Don't SELECT user uid = 0

robertDouglass - August 3, 2006 - 18:13
Project:Drupal
Version:x.y.z
Component:user.module
Category:bug report
Priority:normal
Assigned:Unassigned
Status:closed
Description

A client just brought up an interesting point; there is never any need to SELECT * FROM users WHERE uid=0, is there? Likewise, updating the login and data columns for uid is equally senseless. Could we spare ourselves all the uid=0 queries, perhaps by checking for uid=0 in user_load? (I haven't searched to see if there are any current implementations of these ideas... I'm just looking for feedback).

#1

robertDouglass - August 9, 2006 - 17:07

In particular, it looks like this code from sessions.inc could be improved:

<?php
function sess_read($key) {drupal_set_message("getting a normal session");
  global
$user;

 
// retrieve data for a $user object
 
$result = db_query("SELECT sid FROM {sessions} WHERE sid = '%s'", $key);
  if (!
db_num_rows($result)) {
   
$result = db_query("SELECT u.* FROM {users} u WHERE u.uid = 0");
  }
  else {
   
$result = db_query("SELECT u.*, s.* FROM {users} u INNER JOIN {sessions} s ON u.uid = s.uid WHERE s.sid = '%s'", $key);
  }
?>

  • Do we really need to SELECT where u.uid = 0? Wouldn't $user = new stdClass(); $user->uid = 0; do the trick?
  • Couldn't we do the third query as a LEFT join from sessions to users and use that query both to see if the client has a session AND if they have a user account?

That would save a query per page load if it worked.

#2

Gerhard Killesreiter - August 9, 2006 - 17:17

funny, I thought about the same today. Yes, we need the select since we store session data in the sessions table. Things like language switches rely on this.

#3

robertDouglass - August 9, 2006 - 17:24

Sorry, I didn't understand that. I know we need to select from the sessions table for whatever sid we get, but do we ever need to select from the users table for uid = 0, and why?

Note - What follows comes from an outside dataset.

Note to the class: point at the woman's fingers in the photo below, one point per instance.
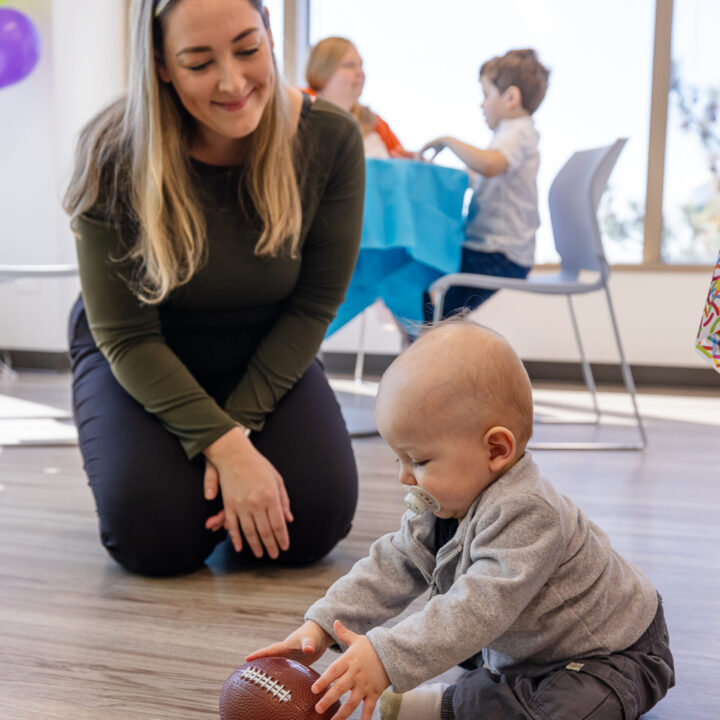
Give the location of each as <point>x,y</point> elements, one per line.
<point>233,528</point>
<point>247,523</point>
<point>211,481</point>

Do you think my idea for the "SELECT FROM sessions LEFT JOIN users" would work?

#4

Gerhard Killesreiter - August 9, 2006 - 17:29

Oops, yeeah, we probably don't need that.

#5

robertDouglass - August 9, 2006 - 20:09
Category:support request» bug report
Status:active» needs review

Sweet! It works. Three queries condensed into one.

AttachmentSize
sessions_0.patch 1.18 KB

#6

robertDouglass - August 9, 2006 - 21:47

There is likewise no need to select uid = 0 in user_load. With this patch, I just build an object, call the user_module_invoke('load'...), and return it. This saves two queries when anonymous users access non-cached pages.

AttachmentSize
session-user.patch 2.07 KB

#7

m3avrck - August 10, 2006 - 04:12

I'm a bit tired looking at the patch, but can't the bottom of that patch change that second IF to an ELSE IF to prevent the query building there?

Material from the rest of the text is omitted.